Five Common Leadership Excuses, Ken Oke, Motivational Keynote Speaker Orlando Florida MiamiDuring challenging times, you may find yourself saying five common leadership excuses. These may be valid but they can also become an excuse for poor management on your part.

Sometimes the best tool for a leader is a mirror. While this article may be heavy on tough love, it may represent what you need to hear and what no one else is willing to say to you. Let’s take a deep dive into five common leadership excuses:

Your Employees Stink

Okay, they may not be that bad but does it seem like they under perform at key times? You’re tired of goals not being met on a consistent basis or people not intuitively knowing what you need them to do.

The hard truth is that your team is your team, whether you hired or inherited them. If you need to make changes, make changes. You can’t use the status quo as an ongoing excuse.

Changes may involve changing roles. You may have the right people in the wrong places.

You should also consider whether you are properly communicating priorities and goals. If people don’t know what you want, then they’ll likely guess. Is it a surprise they’re not rising to your level of expectations?

Bad Luck

There will be times when external factors, that are out of your control, will hurt your business. From bad weather to inflation, things can change and not in your favor.

You can only prepare so much for the unexpected. You can change how your react to these events.

When something goes wrong, don’t go into hiding and hold a pity party. Get your team together and figure out next steps or how the situation can be better handled in the future.

A setback feels better when you remove the emotion and replace it with strategy.

Poor Customers

One of the five common leadership excuses sees you complain about your customers. Let’s face it, some are better than others.
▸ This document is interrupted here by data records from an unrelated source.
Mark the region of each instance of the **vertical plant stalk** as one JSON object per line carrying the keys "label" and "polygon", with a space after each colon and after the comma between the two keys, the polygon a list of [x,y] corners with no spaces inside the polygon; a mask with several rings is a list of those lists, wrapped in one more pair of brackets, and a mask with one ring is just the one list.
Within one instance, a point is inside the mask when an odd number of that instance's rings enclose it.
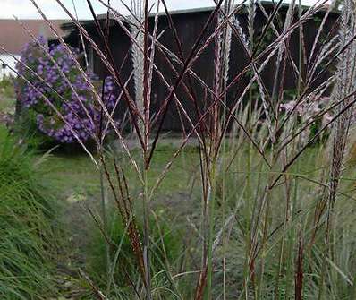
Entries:
{"label": "vertical plant stalk", "polygon": [[[356,89],[356,74],[355,74],[355,59],[356,59],[356,42],[349,41],[354,36],[356,30],[355,20],[355,4],[352,0],[346,0],[343,8],[341,25],[339,30],[340,47],[343,48],[348,45],[345,51],[339,56],[338,72],[340,76],[336,80],[335,90],[333,90],[333,100],[337,102],[343,100],[348,94]],[[326,227],[325,235],[324,260],[322,265],[322,276],[320,279],[318,299],[322,299],[324,295],[325,273],[326,268],[326,261],[334,261],[334,218],[335,218],[335,203],[336,200],[337,191],[339,188],[340,178],[343,175],[344,164],[345,148],[349,136],[350,124],[352,117],[352,107],[350,104],[354,100],[354,96],[347,98],[342,101],[337,107],[337,113],[341,114],[336,120],[334,127],[334,136],[331,153],[331,170],[330,179],[328,183],[327,193],[326,194]],[[345,110],[346,107],[350,107]]]}
{"label": "vertical plant stalk", "polygon": [[137,109],[143,116],[145,56],[141,49],[143,49],[145,44],[145,31],[143,27],[145,22],[145,0],[131,0],[131,6],[133,15],[131,20],[130,27],[131,34],[137,41],[137,43],[133,43],[131,47],[135,101]]}

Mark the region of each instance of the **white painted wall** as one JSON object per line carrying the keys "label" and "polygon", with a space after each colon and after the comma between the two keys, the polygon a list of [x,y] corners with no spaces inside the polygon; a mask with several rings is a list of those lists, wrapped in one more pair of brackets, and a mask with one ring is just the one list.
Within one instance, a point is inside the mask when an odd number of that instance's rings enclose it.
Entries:
{"label": "white painted wall", "polygon": [[[14,56],[20,59],[20,56]],[[9,75],[15,76],[16,73],[13,73],[13,71],[12,71],[11,69],[11,68],[14,69],[15,64],[16,64],[16,60],[13,56],[5,54],[0,54],[0,80],[4,76],[9,76]]]}

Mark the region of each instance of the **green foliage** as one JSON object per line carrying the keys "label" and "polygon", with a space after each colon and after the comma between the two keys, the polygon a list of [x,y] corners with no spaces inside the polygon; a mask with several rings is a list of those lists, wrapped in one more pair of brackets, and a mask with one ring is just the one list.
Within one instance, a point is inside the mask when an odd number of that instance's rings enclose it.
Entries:
{"label": "green foliage", "polygon": [[47,299],[54,291],[52,199],[33,156],[0,127],[0,298]]}
{"label": "green foliage", "polygon": [[[94,225],[92,236],[88,247],[88,268],[93,276],[98,277],[102,284],[108,284],[120,290],[131,289],[130,279],[134,280],[138,274],[137,258],[128,236],[127,227],[123,223],[118,213],[113,209],[108,219],[108,236],[112,241],[109,246],[110,270],[106,270],[106,241],[102,232]],[[159,210],[157,219],[150,219],[151,268],[155,273],[166,270],[167,264],[175,263],[181,251],[182,239],[176,226],[167,223],[162,216],[164,210]],[[142,236],[143,226],[138,221],[139,231]],[[114,270],[114,272],[113,272]],[[165,272],[164,272],[165,273]],[[165,280],[165,275],[157,277],[157,280]]]}

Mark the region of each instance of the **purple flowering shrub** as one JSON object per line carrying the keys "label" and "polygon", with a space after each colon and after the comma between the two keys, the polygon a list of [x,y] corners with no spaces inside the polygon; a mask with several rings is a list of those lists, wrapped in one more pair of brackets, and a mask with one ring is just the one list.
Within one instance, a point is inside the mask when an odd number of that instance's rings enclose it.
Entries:
{"label": "purple flowering shrub", "polygon": [[[42,47],[36,42],[25,46],[17,64],[18,100],[28,108],[37,129],[52,141],[72,143],[77,138],[82,142],[92,140],[98,130],[101,108],[87,74],[76,64],[79,52],[69,54],[61,44],[47,47],[43,38],[38,41]],[[90,80],[95,78],[90,76]],[[116,99],[114,82],[111,78],[105,81],[102,100],[111,112]],[[101,89],[98,90],[100,94]]]}

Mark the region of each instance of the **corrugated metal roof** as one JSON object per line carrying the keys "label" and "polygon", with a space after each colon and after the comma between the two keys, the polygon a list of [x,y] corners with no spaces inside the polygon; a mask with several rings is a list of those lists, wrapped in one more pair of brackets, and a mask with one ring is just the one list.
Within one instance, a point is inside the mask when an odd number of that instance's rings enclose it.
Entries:
{"label": "corrugated metal roof", "polygon": [[[43,20],[21,20],[35,36],[43,35],[48,39],[55,38],[55,34],[49,26]],[[64,30],[61,25],[68,21],[51,20],[52,24],[61,35]],[[4,47],[8,52],[19,55],[25,44],[32,39],[21,24],[15,20],[0,20],[0,46]],[[1,50],[0,50],[1,52]]]}

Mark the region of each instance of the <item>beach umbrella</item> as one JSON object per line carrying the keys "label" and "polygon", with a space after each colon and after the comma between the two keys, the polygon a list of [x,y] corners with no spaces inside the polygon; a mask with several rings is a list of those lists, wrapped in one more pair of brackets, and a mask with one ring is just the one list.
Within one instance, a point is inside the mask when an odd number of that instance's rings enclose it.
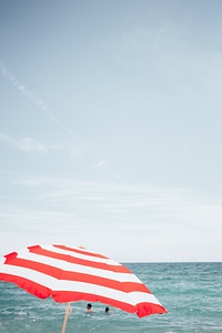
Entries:
{"label": "beach umbrella", "polygon": [[68,303],[101,302],[139,317],[167,310],[127,266],[87,249],[33,245],[0,259],[0,280],[12,282],[40,299]]}

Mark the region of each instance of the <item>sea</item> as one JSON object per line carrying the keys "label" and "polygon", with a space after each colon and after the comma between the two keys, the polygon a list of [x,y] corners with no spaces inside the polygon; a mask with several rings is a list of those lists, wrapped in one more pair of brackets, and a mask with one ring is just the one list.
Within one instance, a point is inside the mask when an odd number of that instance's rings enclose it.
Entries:
{"label": "sea", "polygon": [[[168,310],[139,319],[107,304],[71,303],[65,333],[218,333],[222,332],[222,263],[124,263]],[[59,333],[65,304],[40,300],[0,282],[0,332]]]}

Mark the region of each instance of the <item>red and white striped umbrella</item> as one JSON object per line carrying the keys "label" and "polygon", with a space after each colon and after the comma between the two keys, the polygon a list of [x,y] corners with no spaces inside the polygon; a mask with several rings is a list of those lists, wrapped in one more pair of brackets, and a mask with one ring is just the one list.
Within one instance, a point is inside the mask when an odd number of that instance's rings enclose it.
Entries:
{"label": "red and white striped umbrella", "polygon": [[84,248],[34,245],[0,260],[0,280],[56,302],[101,302],[139,317],[167,310],[124,265]]}

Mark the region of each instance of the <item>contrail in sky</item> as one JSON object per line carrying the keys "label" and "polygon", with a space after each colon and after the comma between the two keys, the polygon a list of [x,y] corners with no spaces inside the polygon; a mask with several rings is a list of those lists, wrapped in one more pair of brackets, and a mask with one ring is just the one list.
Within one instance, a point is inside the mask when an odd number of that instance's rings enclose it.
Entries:
{"label": "contrail in sky", "polygon": [[0,62],[0,70],[2,75],[8,79],[12,85],[14,85],[19,92],[31,100],[39,109],[41,109],[54,123],[57,123],[60,128],[62,128],[69,135],[74,137],[72,131],[63,124],[47,107],[44,101],[37,97],[33,92],[29,91],[24,84],[19,82],[19,80],[9,71],[9,69]]}

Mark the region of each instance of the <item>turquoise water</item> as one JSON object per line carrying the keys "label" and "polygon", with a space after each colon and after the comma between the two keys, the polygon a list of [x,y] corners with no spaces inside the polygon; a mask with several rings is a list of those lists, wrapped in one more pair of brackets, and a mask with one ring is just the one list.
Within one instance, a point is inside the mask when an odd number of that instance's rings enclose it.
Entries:
{"label": "turquoise water", "polygon": [[[222,263],[128,263],[167,307],[167,314],[135,314],[93,303],[72,303],[65,333],[213,333],[222,332]],[[65,305],[39,300],[11,283],[0,282],[0,332],[61,332]]]}

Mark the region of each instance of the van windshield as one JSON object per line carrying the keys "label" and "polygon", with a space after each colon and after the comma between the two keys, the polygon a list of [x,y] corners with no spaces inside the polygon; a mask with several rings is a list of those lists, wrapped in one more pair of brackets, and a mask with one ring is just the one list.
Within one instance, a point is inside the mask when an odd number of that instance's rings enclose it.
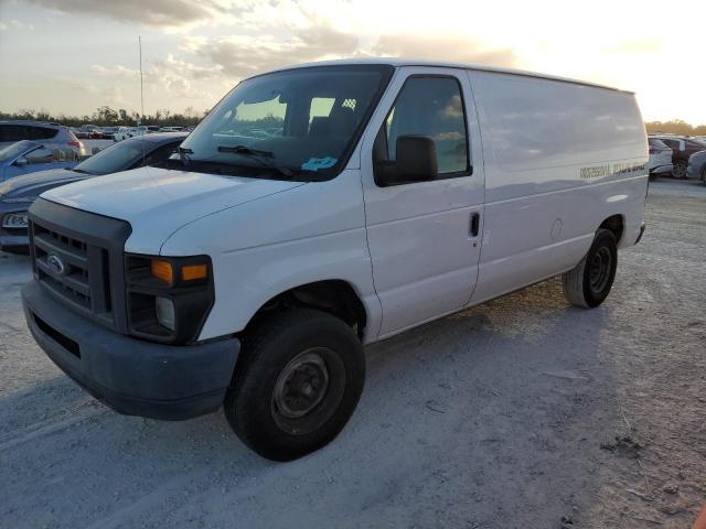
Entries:
{"label": "van windshield", "polygon": [[[314,66],[236,86],[182,143],[184,169],[327,180],[347,161],[393,68]],[[200,163],[201,162],[201,163]]]}

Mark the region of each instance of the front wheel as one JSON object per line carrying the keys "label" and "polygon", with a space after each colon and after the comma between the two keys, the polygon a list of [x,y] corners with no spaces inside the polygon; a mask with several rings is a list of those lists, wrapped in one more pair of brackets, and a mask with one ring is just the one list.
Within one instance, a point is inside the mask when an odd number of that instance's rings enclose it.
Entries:
{"label": "front wheel", "polygon": [[576,306],[600,305],[613,285],[618,268],[618,244],[608,229],[599,229],[580,262],[563,276],[564,296]]}
{"label": "front wheel", "polygon": [[246,333],[224,411],[252,450],[291,461],[339,434],[364,380],[363,347],[350,326],[320,311],[282,311]]}

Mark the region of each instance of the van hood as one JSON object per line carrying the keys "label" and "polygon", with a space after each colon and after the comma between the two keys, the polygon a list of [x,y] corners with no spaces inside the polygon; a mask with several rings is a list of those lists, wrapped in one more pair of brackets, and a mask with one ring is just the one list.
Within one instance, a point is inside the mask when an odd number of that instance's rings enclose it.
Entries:
{"label": "van hood", "polygon": [[[201,217],[304,185],[160,168],[140,168],[56,187],[47,201],[130,223],[126,251],[158,255],[167,238]],[[235,228],[235,227],[234,227]]]}
{"label": "van hood", "polygon": [[52,187],[69,184],[89,176],[93,176],[93,174],[76,173],[67,168],[38,171],[36,173],[15,176],[0,184],[0,196],[3,198],[38,196]]}

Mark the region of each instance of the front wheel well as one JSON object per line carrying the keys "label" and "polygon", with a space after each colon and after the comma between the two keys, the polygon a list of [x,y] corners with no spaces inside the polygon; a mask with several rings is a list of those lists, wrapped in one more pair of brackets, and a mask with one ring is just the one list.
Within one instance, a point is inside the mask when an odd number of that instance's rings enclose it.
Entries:
{"label": "front wheel well", "polygon": [[616,236],[616,242],[620,244],[623,233],[622,215],[612,215],[601,223],[598,229],[608,229]]}
{"label": "front wheel well", "polygon": [[258,309],[246,328],[280,309],[306,306],[327,312],[350,325],[362,339],[367,323],[365,306],[346,281],[330,279],[289,289]]}

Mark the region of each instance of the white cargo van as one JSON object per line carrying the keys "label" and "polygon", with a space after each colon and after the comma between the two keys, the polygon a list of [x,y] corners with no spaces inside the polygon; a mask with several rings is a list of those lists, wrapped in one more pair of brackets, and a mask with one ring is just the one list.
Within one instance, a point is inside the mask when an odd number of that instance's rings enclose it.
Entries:
{"label": "white cargo van", "polygon": [[597,306],[644,229],[633,95],[524,72],[258,75],[172,158],[34,203],[26,321],[119,412],[224,407],[272,460],[341,431],[365,344],[557,274]]}

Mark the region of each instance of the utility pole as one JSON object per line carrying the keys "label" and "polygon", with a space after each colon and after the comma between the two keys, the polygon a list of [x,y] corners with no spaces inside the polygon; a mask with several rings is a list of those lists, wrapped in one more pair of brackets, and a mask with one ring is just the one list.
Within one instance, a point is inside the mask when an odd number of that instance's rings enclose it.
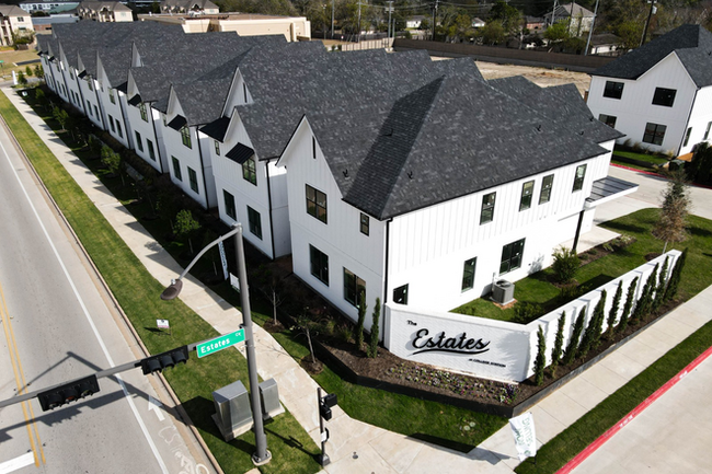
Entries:
{"label": "utility pole", "polygon": [[651,19],[657,12],[657,7],[655,7],[655,3],[657,3],[657,0],[647,0],[647,2],[651,4],[651,12],[647,14],[647,21],[645,22],[645,27],[643,28],[643,37],[641,38],[641,46],[645,44],[645,37],[647,36],[647,27],[651,24]]}
{"label": "utility pole", "polygon": [[590,21],[590,28],[588,28],[588,39],[586,41],[586,49],[584,49],[584,56],[588,55],[588,48],[590,47],[590,36],[594,34],[594,25],[596,24],[597,13],[598,13],[598,0],[596,0],[596,7],[594,8],[594,19]]}

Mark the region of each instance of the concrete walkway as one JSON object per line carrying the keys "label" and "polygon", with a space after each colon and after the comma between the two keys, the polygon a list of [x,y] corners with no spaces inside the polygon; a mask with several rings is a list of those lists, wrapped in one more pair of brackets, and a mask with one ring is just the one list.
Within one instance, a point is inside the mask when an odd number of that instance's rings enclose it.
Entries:
{"label": "concrete walkway", "polygon": [[[168,285],[171,278],[182,271],[182,267],[116,201],[79,159],[64,147],[54,132],[15,93],[7,89],[4,92],[84,189],[106,220],[134,250],[148,271],[162,284]],[[611,171],[615,171],[611,174],[620,175],[619,171],[613,169]],[[627,173],[630,172],[622,173],[622,176],[619,177],[628,181],[647,180],[645,176]],[[657,195],[659,195],[659,190]],[[710,196],[712,196],[712,192],[707,195],[707,198],[709,199]],[[609,215],[617,213],[618,209],[623,209],[623,213],[628,213],[631,211],[628,209],[636,210],[656,204],[651,203],[650,199],[636,199],[635,195],[624,197],[619,201],[610,205],[616,208],[609,210]],[[588,245],[610,239],[608,231],[599,228],[595,228],[589,234],[586,238]],[[597,241],[596,235],[599,235],[601,240]],[[237,309],[230,307],[193,278],[186,278],[181,299],[221,334],[237,330],[242,321]],[[535,406],[531,412],[536,421],[539,443],[549,441],[640,373],[665,351],[712,319],[712,313],[708,311],[711,304],[712,288],[708,288]],[[255,326],[255,346],[260,375],[263,379],[274,378],[277,381],[282,403],[319,444],[317,383],[268,333],[259,326]],[[328,443],[328,453],[332,463],[323,472],[330,474],[371,472],[432,474],[440,471],[496,474],[512,473],[512,470],[519,463],[508,426],[469,453],[460,453],[389,432],[352,419],[338,407],[334,411],[332,420],[329,421],[329,428],[331,439]]]}

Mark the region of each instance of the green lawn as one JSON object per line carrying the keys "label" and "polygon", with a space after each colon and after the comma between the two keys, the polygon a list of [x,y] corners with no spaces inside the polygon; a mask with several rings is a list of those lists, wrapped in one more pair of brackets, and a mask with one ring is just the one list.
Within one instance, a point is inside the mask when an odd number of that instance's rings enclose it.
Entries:
{"label": "green lawn", "polygon": [[[645,255],[662,252],[664,243],[653,238],[651,229],[658,216],[657,209],[643,209],[629,216],[606,222],[601,227],[635,238],[635,242],[612,254],[582,266],[576,273],[581,293],[586,293],[601,285],[632,270],[645,263]],[[712,285],[709,271],[710,248],[712,248],[712,221],[691,216],[688,219],[690,238],[686,242],[668,245],[668,248],[689,247],[688,264],[680,282],[680,298],[688,299]],[[559,298],[560,290],[550,282],[551,269],[547,268],[515,284],[517,301],[539,303],[544,312],[553,311],[565,302]],[[455,310],[462,314],[474,314],[501,321],[512,321],[514,309],[502,310],[486,298],[479,298]]]}
{"label": "green lawn", "polygon": [[[0,114],[22,143],[150,352],[157,354],[217,336],[217,332],[182,301],[166,302],[159,298],[163,285],[148,274],[4,94],[0,94]],[[172,336],[153,331],[156,319],[171,321]],[[226,443],[210,418],[215,412],[214,390],[238,379],[249,386],[245,359],[234,349],[200,360],[193,354],[188,363],[164,374],[222,470],[226,473],[244,473],[253,469],[252,433]],[[262,472],[314,473],[320,470],[313,458],[319,448],[289,413],[265,428],[273,459],[269,464],[260,467]]]}

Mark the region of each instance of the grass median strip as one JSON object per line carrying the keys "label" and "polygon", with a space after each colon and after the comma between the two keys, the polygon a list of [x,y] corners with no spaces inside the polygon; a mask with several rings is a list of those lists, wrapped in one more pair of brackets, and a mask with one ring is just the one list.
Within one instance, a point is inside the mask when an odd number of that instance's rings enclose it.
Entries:
{"label": "grass median strip", "polygon": [[[0,113],[151,354],[217,336],[182,301],[159,299],[163,286],[146,270],[4,94],[0,94]],[[171,336],[153,331],[157,319],[170,320]],[[253,469],[252,433],[226,443],[210,418],[215,412],[213,391],[236,380],[248,386],[245,359],[232,349],[199,360],[193,355],[187,365],[166,371],[165,377],[223,471]],[[320,470],[313,459],[319,449],[289,413],[267,424],[265,431],[273,459],[262,472]]]}

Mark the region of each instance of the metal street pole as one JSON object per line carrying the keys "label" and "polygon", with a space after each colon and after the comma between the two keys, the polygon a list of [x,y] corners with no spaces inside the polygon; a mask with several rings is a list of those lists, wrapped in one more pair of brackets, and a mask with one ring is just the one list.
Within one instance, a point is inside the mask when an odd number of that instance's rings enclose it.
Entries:
{"label": "metal street pole", "polygon": [[238,263],[238,280],[240,281],[240,300],[242,304],[242,327],[244,328],[244,345],[248,355],[248,375],[250,378],[250,397],[252,398],[252,417],[254,421],[254,439],[256,451],[252,462],[256,465],[266,464],[272,458],[267,451],[267,437],[264,433],[262,419],[262,402],[260,400],[260,381],[257,380],[257,356],[254,350],[254,334],[252,332],[252,312],[250,310],[250,292],[248,287],[248,269],[244,264],[244,243],[242,242],[242,224],[236,223],[234,250]]}
{"label": "metal street pole", "polygon": [[179,296],[183,288],[183,277],[195,265],[209,248],[219,242],[234,235],[236,259],[238,263],[238,279],[240,281],[240,300],[242,304],[242,328],[244,330],[244,344],[248,358],[248,377],[250,382],[250,398],[252,405],[252,421],[254,424],[255,453],[252,454],[252,462],[262,465],[269,462],[272,453],[267,451],[267,437],[264,432],[262,419],[262,401],[260,400],[260,381],[257,379],[257,356],[254,350],[254,334],[252,331],[252,312],[250,310],[250,293],[248,287],[248,270],[244,263],[244,244],[242,242],[242,224],[236,223],[232,230],[219,236],[203,248],[193,261],[185,267],[183,273],[161,293],[162,300],[172,300]]}

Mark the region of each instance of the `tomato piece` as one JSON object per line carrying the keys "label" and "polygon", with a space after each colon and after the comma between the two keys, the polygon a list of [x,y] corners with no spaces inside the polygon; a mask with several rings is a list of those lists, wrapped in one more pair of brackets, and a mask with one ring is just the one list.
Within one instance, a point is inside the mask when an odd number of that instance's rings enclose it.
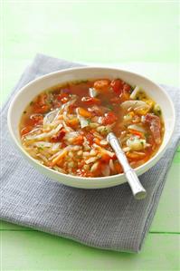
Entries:
{"label": "tomato piece", "polygon": [[118,95],[120,95],[122,93],[123,85],[124,82],[120,79],[112,80],[110,82],[110,86],[113,92]]}
{"label": "tomato piece", "polygon": [[113,97],[110,99],[111,103],[120,103],[120,99],[118,97]]}
{"label": "tomato piece", "polygon": [[83,136],[79,135],[77,138],[73,140],[73,145],[81,145],[84,141]]}
{"label": "tomato piece", "polygon": [[60,131],[56,135],[51,137],[51,142],[60,142],[65,136],[66,132],[64,130]]}
{"label": "tomato piece", "polygon": [[161,143],[161,121],[159,117],[148,113],[144,117],[144,122],[149,124],[150,131],[154,137],[155,142],[158,145]]}
{"label": "tomato piece", "polygon": [[141,153],[141,152],[136,152],[136,151],[128,151],[126,152],[126,156],[130,160],[141,160],[142,158],[144,158],[146,156],[145,153]]}
{"label": "tomato piece", "polygon": [[38,96],[37,103],[40,106],[43,106],[43,105],[44,105],[46,103],[46,99],[47,99],[47,94],[43,93],[40,96]]}
{"label": "tomato piece", "polygon": [[104,117],[102,117],[102,124],[103,125],[112,124],[115,121],[117,121],[117,120],[118,120],[118,118],[115,115],[115,113],[112,111],[109,111],[109,112],[106,113]]}
{"label": "tomato piece", "polygon": [[114,168],[115,168],[115,170],[117,172],[117,174],[119,174],[119,173],[123,172],[122,166],[119,164],[118,161],[114,162]]}
{"label": "tomato piece", "polygon": [[99,92],[107,92],[109,88],[110,81],[109,79],[101,79],[95,81],[93,87]]}
{"label": "tomato piece", "polygon": [[144,139],[144,138],[145,138],[144,133],[141,132],[141,131],[139,131],[129,129],[129,131],[130,131],[132,134],[135,134],[135,135],[137,135],[137,136],[139,136],[139,138],[141,138],[141,139]]}
{"label": "tomato piece", "polygon": [[43,115],[32,115],[30,116],[32,125],[41,125],[43,124]]}
{"label": "tomato piece", "polygon": [[76,128],[79,125],[79,120],[77,118],[67,120],[66,122],[68,125],[73,128]]}
{"label": "tomato piece", "polygon": [[82,97],[81,102],[87,105],[100,104],[100,100],[94,97]]}
{"label": "tomato piece", "polygon": [[109,160],[111,160],[111,157],[108,155],[107,153],[102,153],[102,156],[100,158],[100,161],[103,163],[109,163]]}
{"label": "tomato piece", "polygon": [[62,103],[66,103],[68,101],[69,101],[69,98],[68,98],[68,97],[63,97],[63,98],[62,99]]}
{"label": "tomato piece", "polygon": [[43,114],[50,110],[50,106],[48,104],[40,105],[38,103],[34,104],[33,111],[35,113]]}
{"label": "tomato piece", "polygon": [[81,116],[82,116],[84,118],[90,118],[91,117],[91,112],[88,111],[87,110],[85,110],[82,107],[78,108],[78,112]]}
{"label": "tomato piece", "polygon": [[68,93],[61,93],[61,94],[57,95],[56,99],[58,101],[62,101],[62,99],[68,98],[68,97],[69,97]]}
{"label": "tomato piece", "polygon": [[86,135],[87,140],[89,140],[90,144],[92,145],[94,142],[94,136],[91,132],[87,133]]}
{"label": "tomato piece", "polygon": [[24,136],[24,134],[30,132],[32,131],[33,127],[32,126],[26,126],[22,129],[21,131],[21,135]]}

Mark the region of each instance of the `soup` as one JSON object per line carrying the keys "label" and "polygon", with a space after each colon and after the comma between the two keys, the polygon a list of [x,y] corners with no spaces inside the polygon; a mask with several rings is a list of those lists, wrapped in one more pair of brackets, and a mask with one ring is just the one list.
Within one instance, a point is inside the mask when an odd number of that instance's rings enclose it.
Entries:
{"label": "soup", "polygon": [[163,140],[161,109],[140,87],[120,79],[79,81],[43,91],[20,122],[22,144],[30,156],[80,177],[123,172],[107,141],[110,131],[131,167],[143,165]]}

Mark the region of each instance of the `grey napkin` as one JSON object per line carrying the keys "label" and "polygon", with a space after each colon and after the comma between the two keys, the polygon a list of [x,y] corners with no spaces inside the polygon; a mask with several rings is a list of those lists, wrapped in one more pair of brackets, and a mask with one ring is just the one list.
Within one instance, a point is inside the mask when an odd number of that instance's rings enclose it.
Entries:
{"label": "grey napkin", "polygon": [[[80,64],[38,54],[11,97],[38,76],[76,66]],[[178,89],[165,85],[164,88],[177,109]],[[10,140],[6,124],[9,102],[1,111],[0,218],[95,247],[138,252],[155,215],[178,143],[177,126],[164,157],[140,177],[147,198],[137,201],[133,198],[128,184],[104,189],[79,189],[62,185],[36,171]]]}

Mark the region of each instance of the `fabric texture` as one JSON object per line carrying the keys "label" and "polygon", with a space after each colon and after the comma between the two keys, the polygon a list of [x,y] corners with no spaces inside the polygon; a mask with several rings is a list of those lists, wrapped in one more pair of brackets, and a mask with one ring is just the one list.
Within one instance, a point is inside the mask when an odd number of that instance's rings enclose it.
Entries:
{"label": "fabric texture", "polygon": [[[43,74],[77,66],[81,65],[37,54],[11,98],[21,87]],[[163,87],[174,101],[177,114],[175,96],[179,90]],[[10,139],[6,115],[11,98],[1,110],[0,218],[95,247],[138,252],[177,147],[179,124],[176,123],[173,140],[163,158],[140,176],[147,197],[137,201],[133,198],[128,184],[104,189],[80,189],[62,185],[36,171],[14,148]]]}

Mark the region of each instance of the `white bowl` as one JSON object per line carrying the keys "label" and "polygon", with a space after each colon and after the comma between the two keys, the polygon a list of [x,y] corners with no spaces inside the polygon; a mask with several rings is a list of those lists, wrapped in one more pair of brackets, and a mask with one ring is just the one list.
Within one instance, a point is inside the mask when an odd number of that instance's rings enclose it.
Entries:
{"label": "white bowl", "polygon": [[144,165],[136,169],[137,175],[141,175],[146,172],[157,162],[168,146],[173,134],[175,127],[174,105],[166,92],[160,86],[147,78],[123,70],[99,67],[73,68],[42,76],[23,87],[14,96],[8,111],[8,128],[16,147],[23,153],[24,157],[27,159],[33,166],[34,166],[34,168],[38,169],[42,173],[49,178],[67,186],[81,189],[102,189],[120,185],[126,182],[126,179],[124,174],[100,178],[81,178],[71,176],[57,172],[40,164],[22,147],[19,134],[20,119],[25,106],[43,90],[59,83],[71,81],[99,78],[121,78],[131,85],[139,85],[160,105],[162,109],[165,121],[165,136],[162,145],[153,158],[151,158]]}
The poor ones can take up a lot of your time and energy, for little return on investment. They’re often the ones who are slow to pay.

Obviously, you want to work less with these people. But are you actively looking for better customers or have you gotten comfortable complaining about the ones you have?

And if you’re stuck with the ones you have and need them to help pay the bills, learn to tolerate their shortcomings. Complaining about an ongoing situation, you can’t change, will drain your organization.

No Innovation

Do you feel like your business is stuck in the past? You want new ideas that can help the bottom line. But do you sabotage this creative process?

Do you give employees time to innovate or learn new best practices? Often the demands of the present delay these investments.

Also, is money set aside for training and is there a plan for how it will be spent? For example, you could send a few people to a conference or bring in online or in-person training to your office.

It’s unrealistic to expect breakthroughs if you’re not planting the seeds of success.

I Now Hate My Job

Leadership can require you to showcase an evolving number of skills. Some of them may not be your strengths. Or when you were hired, the job played well to your strengths but market conditions now require you to perform in less comfortable areas.

You’re in a situation where you start to resent your job and feel trapped. Self-reflection can help you get back on track.

You can’t know everything but you need to acknowledge when you’re under performing. Either find people who can take on those tasks, learn how to do them better, or seek out a mentor who can help you navigate the rough waters.